The cinematography is done by Remi Adefarasin, and the production design is by Jim Clay. The world Chris inhabits is one of sheer opulence, and through the cinematography & production design we transported into this world of wealth & comfort. The art direction is by
Diane Dancklefsen & Jan Spoczynski who do a great job at showing us a world that few only see.

I really like this film. It seemed a bit long for me, and my only nit pick would be that the set-up takes forever, but Allen does a wonderful job at getting us to like characters that we wouldn't ordinarily find likable. I do think that in the end Allen makes Scarlett Johansson's character a bit of a shrew, which is unfair. Maybe it's to try and justify Meyers' actions, but his actions go way beyond justification, and into the criminal. Johansson's character at first seems to be that of the femme-fatal, but in the end we see her as a very beautiful young lady caught in a doomed love triangle destined to fail. The movie leaves you without any really cathodic ending, and because of this I think the film is a bit stronger for it.
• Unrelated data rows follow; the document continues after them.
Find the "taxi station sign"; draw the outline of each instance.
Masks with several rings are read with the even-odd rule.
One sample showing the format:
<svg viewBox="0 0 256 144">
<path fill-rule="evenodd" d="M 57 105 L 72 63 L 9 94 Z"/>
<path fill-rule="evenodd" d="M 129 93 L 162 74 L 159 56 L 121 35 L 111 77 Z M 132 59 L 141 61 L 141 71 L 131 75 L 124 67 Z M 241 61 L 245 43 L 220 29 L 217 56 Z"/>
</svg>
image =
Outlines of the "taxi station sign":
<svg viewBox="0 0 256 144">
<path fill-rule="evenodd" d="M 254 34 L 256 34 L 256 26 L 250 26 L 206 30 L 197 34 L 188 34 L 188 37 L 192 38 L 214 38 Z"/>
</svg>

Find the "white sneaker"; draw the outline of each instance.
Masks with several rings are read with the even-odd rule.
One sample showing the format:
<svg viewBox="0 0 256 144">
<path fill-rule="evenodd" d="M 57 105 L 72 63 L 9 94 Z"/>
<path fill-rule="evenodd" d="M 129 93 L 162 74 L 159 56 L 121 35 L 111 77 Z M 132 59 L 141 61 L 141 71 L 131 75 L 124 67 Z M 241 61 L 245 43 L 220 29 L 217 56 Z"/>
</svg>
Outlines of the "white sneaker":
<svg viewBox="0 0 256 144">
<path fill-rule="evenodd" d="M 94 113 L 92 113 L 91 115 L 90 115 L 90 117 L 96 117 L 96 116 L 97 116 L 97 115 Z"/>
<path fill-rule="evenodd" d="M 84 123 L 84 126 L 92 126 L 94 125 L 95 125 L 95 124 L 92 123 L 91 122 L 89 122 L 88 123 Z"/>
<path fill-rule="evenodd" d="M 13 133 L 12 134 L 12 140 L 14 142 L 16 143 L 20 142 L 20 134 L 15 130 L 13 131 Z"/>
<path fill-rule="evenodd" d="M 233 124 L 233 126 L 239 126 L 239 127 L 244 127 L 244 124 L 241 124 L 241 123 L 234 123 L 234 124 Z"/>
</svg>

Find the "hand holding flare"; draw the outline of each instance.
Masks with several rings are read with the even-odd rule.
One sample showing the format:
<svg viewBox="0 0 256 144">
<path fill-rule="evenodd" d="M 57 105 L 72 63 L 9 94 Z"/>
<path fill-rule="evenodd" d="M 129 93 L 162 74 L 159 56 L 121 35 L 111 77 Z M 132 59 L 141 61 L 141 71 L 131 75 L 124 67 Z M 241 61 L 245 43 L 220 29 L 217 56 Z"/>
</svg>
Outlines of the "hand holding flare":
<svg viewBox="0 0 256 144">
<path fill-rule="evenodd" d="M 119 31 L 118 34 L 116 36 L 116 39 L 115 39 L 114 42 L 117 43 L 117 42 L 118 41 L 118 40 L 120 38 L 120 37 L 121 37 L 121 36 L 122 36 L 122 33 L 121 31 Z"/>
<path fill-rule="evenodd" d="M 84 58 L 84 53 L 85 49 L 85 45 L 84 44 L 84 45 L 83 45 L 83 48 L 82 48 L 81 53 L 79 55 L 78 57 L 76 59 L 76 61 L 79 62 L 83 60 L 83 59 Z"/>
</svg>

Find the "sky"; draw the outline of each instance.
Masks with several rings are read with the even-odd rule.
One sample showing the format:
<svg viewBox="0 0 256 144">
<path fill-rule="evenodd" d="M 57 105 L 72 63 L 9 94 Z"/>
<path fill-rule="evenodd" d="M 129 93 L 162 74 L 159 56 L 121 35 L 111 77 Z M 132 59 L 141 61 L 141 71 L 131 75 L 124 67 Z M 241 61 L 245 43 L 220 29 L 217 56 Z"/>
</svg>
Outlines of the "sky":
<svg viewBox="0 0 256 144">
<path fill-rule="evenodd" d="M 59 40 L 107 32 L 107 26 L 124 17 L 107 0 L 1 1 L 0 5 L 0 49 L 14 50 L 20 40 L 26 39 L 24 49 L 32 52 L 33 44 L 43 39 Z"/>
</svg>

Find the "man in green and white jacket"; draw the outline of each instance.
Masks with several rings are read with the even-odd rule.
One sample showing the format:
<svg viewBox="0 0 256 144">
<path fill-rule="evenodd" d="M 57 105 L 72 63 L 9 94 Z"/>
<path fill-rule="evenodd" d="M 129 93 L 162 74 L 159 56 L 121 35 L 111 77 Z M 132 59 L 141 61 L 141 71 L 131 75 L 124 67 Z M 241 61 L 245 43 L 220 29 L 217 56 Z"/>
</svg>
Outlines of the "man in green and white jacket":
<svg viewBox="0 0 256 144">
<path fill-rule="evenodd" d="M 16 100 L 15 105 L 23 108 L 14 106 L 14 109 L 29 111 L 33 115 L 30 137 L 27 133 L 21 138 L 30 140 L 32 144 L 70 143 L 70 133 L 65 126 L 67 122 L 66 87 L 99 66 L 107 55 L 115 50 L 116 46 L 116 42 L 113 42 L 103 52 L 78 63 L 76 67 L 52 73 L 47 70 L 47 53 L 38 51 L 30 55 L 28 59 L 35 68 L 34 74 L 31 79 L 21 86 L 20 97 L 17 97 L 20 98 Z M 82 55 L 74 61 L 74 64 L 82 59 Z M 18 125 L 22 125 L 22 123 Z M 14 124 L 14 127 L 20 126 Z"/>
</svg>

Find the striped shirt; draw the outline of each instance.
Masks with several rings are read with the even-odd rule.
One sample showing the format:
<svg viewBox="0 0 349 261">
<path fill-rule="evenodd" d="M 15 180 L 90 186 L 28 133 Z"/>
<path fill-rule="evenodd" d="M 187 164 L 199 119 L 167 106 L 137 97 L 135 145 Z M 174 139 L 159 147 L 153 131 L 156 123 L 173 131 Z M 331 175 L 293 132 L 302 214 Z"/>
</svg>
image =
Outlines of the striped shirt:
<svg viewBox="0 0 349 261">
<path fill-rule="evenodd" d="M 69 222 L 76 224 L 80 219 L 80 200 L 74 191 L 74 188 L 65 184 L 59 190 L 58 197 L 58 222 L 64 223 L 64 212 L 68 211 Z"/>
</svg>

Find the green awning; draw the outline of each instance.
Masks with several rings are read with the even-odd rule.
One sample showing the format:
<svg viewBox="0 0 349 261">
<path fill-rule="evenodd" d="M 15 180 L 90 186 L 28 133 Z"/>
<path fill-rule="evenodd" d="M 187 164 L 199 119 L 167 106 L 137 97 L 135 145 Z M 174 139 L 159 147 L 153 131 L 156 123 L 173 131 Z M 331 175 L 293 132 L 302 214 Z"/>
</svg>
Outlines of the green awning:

If you get a chance Match Point is a really interesting film with a lot of sub-text in it. Allen's refers to opera, and Dostoevsky throughout the film, and the film is layered with some interesting ideas on how much "luck" has to do with our success & failures. After seeing this film I began to get envious at how Allen crafted his film. It is something I wanted to do with my own film, but I really never had the budget to do it as grand as he had done. Nor do I have his talent for brilliant writing, but I'm working on it. I did feel as though the film was a through back to the late noirs, but without the stark photography of the period. I look forward to Allen's next film if he decides to go down this road again, and it's also really good to see some really good filmmaking by a filmmaker who few think have reached his zenith. I think Allen is just beginning to hit his stride, and he will be a filmmaker to be remembered for years to come. Of that I have no doubt.